Though feminine pockets do exist, such as the Feminist Pedagogy Listserv, Women on the Well, Systers, Geekgirl, and other discussion groups for and about women, the dominance of masculinity is "constantly reinforced in the computer culture and in the images presented in the consumer computing market" (Coyle 43) . In her examination of hacker culture, Netta Gilboa suggests that woman are largely excluded from participation. She says, "Not that many women frequent the underground, and most that do come into it as transients while they are dating a hacker or as press to do a one-time story" (106) . The few women who do participate in this culture are often harassed: one woman "had her phoned turned off by a hacker she would not have sex with" (107) .
Even in virtual spaces created to focus on women, sexism and patriarchal domination are prevalent.
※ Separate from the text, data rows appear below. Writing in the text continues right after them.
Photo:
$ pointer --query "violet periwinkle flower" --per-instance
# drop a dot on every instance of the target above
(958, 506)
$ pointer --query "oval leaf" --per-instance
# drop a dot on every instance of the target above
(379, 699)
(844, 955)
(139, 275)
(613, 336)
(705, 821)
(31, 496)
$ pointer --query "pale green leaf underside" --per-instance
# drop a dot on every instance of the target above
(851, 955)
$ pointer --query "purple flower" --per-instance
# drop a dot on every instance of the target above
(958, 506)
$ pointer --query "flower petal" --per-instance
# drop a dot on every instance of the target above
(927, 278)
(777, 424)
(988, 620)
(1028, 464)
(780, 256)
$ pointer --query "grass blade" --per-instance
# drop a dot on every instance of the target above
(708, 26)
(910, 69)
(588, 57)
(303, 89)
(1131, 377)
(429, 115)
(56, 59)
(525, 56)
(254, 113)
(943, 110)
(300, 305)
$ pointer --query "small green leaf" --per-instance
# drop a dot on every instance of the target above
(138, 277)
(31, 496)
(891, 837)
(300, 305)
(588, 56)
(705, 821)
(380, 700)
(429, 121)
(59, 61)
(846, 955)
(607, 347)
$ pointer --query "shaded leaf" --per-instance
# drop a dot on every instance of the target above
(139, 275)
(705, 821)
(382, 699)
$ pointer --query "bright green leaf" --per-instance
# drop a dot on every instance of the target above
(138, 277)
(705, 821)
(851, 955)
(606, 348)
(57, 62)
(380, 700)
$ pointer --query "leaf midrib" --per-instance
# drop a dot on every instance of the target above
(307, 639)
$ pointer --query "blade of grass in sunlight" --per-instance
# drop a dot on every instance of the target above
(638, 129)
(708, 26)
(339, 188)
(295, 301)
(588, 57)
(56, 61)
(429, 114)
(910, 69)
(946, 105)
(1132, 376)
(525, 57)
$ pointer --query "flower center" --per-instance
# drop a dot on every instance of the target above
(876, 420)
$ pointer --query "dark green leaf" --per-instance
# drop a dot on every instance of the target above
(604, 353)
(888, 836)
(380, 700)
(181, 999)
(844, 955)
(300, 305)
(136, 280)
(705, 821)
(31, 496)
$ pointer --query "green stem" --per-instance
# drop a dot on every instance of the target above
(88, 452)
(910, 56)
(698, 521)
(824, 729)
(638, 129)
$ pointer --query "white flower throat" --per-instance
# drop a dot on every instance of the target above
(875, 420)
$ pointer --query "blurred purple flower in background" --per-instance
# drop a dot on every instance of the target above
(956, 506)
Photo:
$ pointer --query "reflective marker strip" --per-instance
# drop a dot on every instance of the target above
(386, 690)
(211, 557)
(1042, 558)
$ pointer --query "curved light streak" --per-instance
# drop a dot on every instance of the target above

L. Jean Camp explains:
Also reflecting our larger society, participation in the computer world is segregated according to sex. Women outnumber men in the workforce, but men make up the large majority of high-level administrative positions. Likewise, women are less represented in computer science and engineering, while they are well-represented as users. MIT's department of electrical engineering and computer science conducted a study of female enrollment in 1995 and found that "imbalance does indeed exist. Women at MIT are about half as likely as men to major in EECS. . . . For example, for 1991 S.B. degrees granted, Computer Science had the lowest ratio of women to men of any major at MIT with more than a few students" (Adams ). Women are currently making numerous important contributions to the computer field and in on-line communities, and the proportion of their contributions continues to rise. Currently, however, just as in our larger society, public and professional space on-line remains male-dominated.